The berries usually ripen in Autumn. but 2020 is on fast forward.
THE ROWAN CROSS:
To make a Rowan Cross charm for your home, simply take a small rowan twig (approx 6" long) and cut it in half. Form an equal cross (+) and bind together with red thread. The berries can be strung onto thread and dried before use (the ones shown in the photo are fresh, undried berries).

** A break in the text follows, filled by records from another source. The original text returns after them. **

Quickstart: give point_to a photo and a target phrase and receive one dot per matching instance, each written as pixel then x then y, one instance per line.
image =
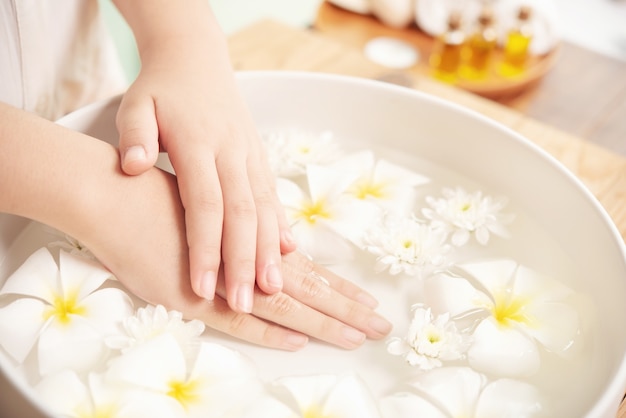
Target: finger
pixel 268 255
pixel 218 315
pixel 201 195
pixel 139 134
pixel 287 241
pixel 291 314
pixel 298 264
pixel 239 238
pixel 318 293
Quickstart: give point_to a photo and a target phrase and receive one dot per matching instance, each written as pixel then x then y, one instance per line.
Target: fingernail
pixel 274 277
pixel 207 285
pixel 353 336
pixel 134 153
pixel 367 300
pixel 295 341
pixel 288 237
pixel 380 325
pixel 243 298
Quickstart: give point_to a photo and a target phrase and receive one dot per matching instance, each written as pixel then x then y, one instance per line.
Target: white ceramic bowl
pixel 447 135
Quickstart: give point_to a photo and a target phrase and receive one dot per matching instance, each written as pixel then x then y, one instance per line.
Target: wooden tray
pixel 357 30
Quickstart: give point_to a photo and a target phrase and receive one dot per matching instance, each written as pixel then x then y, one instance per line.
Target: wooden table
pixel 583 93
pixel 269 45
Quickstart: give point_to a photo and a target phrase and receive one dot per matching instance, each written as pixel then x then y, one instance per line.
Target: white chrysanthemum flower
pixel 430 340
pixel 324 221
pixel 209 385
pixel 291 151
pixel 462 392
pixel 62 310
pixel 518 311
pixel 344 396
pixel 389 185
pixel 152 321
pixel 465 214
pixel 404 245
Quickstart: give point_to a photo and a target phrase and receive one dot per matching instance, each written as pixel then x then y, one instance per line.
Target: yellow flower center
pixel 315 412
pixel 365 189
pixel 509 309
pixel 63 308
pixel 184 392
pixel 312 211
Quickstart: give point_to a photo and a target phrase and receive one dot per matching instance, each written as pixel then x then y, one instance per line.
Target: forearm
pixel 50 173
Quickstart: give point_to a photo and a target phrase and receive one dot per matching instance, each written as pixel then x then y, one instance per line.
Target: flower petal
pixel 81 276
pixel 107 308
pixel 20 324
pixel 503 351
pixel 137 365
pixel 65 394
pixel 456 388
pixel 508 398
pixel 75 346
pixel 37 277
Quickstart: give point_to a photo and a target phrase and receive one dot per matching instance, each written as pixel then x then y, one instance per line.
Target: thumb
pixel 139 134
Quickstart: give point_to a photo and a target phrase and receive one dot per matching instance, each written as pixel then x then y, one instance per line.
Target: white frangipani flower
pixel 390 186
pixel 404 245
pixel 430 340
pixel 210 385
pixel 462 392
pixel 152 321
pixel 319 396
pixel 65 394
pixel 464 214
pixel 325 218
pixel 519 310
pixel 62 310
pixel 290 152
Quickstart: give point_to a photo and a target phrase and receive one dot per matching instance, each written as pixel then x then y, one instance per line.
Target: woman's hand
pixel 186 102
pixel 143 243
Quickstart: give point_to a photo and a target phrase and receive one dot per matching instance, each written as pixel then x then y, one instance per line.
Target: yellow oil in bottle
pixel 516 48
pixel 479 48
pixel 445 58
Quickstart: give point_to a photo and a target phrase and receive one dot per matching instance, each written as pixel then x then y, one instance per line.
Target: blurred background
pixel 598 25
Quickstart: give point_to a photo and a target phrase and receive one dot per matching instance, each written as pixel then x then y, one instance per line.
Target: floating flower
pixel 210 385
pixel 518 310
pixel 324 218
pixel 344 396
pixel 290 152
pixel 388 185
pixel 430 340
pixel 65 394
pixel 152 321
pixel 462 392
pixel 60 309
pixel 464 214
pixel 404 245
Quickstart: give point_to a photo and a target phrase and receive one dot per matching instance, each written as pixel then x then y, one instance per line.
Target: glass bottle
pixel 445 58
pixel 516 47
pixel 479 47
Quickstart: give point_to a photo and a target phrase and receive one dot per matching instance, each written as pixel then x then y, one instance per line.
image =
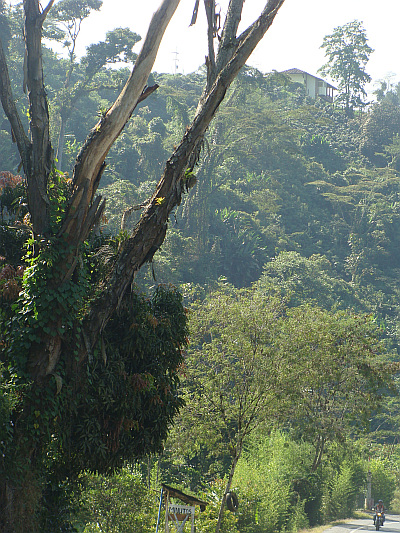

Then thread the berries (I use 13) onto a thin piece of wire (copper wire is good as it conducts energy). Join it together to form a circle. Using red thread, join the berry ring to the top of the twig cross. Attach a hanging loop. Hang over entrance ways, windows.
You can also use a small piece of rowan twig to make a protective amulet to wear or carry. Cut a small piece, approx 3cm long, strip off the bark, or at least some of it so you can carve into it. Carve a protective rune symbol. Make a small hole in the top, or tightly tie with thread, to attach it to a cord.
"Mighty Oaks from little acorns grow"
The powerful and ancient symbolism of the Oak and Acorn, a sacred tree of the Druids, tree of wisdom and longevity.
Carry an acorn in your pocket as an amulet, a reminder of strength and resilience, patience and protection, fertility and fruitfulness.
In a mast year, when the trees produce an excess of fruit, nuts, acorns etc., folklore predicts a hard winter.
For millennia Oaks have provided us with strong, long lasting wood for building, or slow, warm burn on the fire.
Acorns provide a food source for many of Earths creatures (including us!). Humans cannot eat them raw, they must be leached in water and cooked/roasted to remove the tannins and toxins. A coffee substitute can be made from them, and a nutty flour. (Please do some research and study before trying this yourself).
Acorns symbolise the turning of the seasons, the cycle of life. They remind us to prepare for winter, the harvest and the storing of provisions.
They remind us of patience and resilience, that important things must take time to develop..... that, from this little acorn, a mighty Oak may grow.